At the centre of the novel is the lost manuscript of a play by Greek Philosopher, Diogenes: the eponymous "Cloud Cuckoo Land". The preservation and translation of the cryptic ancient Greek of this manuscript, invented by Doerr for the novel, forges a line between the lives of his characters; spread from 15th century Constantinople to the space-faring future.
The novel writ large is propelled by its epic scale, yet the individual pages are turned by the softer motivations of the imperfect lives of his characters. More than grand, romantic prose, it is often Doerr's plainly summoned sentiments that are beautiful. Doerr generates an absorbing and emotional investment in the urbane, realistic flows of the struggles of his cast: the tos-and-fros of their well-personified natures, and the humble failures and successes of their lifetimes, many of which we see from beginning to end.

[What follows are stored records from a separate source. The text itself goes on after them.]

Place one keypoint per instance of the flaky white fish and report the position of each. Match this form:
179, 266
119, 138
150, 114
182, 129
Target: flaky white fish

Doerr is commendable for the distinct personhood and experience he weaves into the telling of these lives, filling them each with a unique personality. This is particularly so for the internal, social, and sensory experience of the autism spectrum he depicts.
Notable alongside these rich renderings of life and character are the evocative backdrops they are set against. Grand places and spectacles of history, as well as mundane landscapes of the modern and the mediocre - each setting carries an emotional charge colouring the struggles of his isolated protagonists.
Ultimately, Doerr constructs a mosaic narrative which only falls into place in the closing pages. In doing so, it exercises a secular kind of myth-making, suggesting the ways that each life is preceded and succeeded, and are united in cultural present by the persistence of texts, language, and the unchanging stuff of human natures.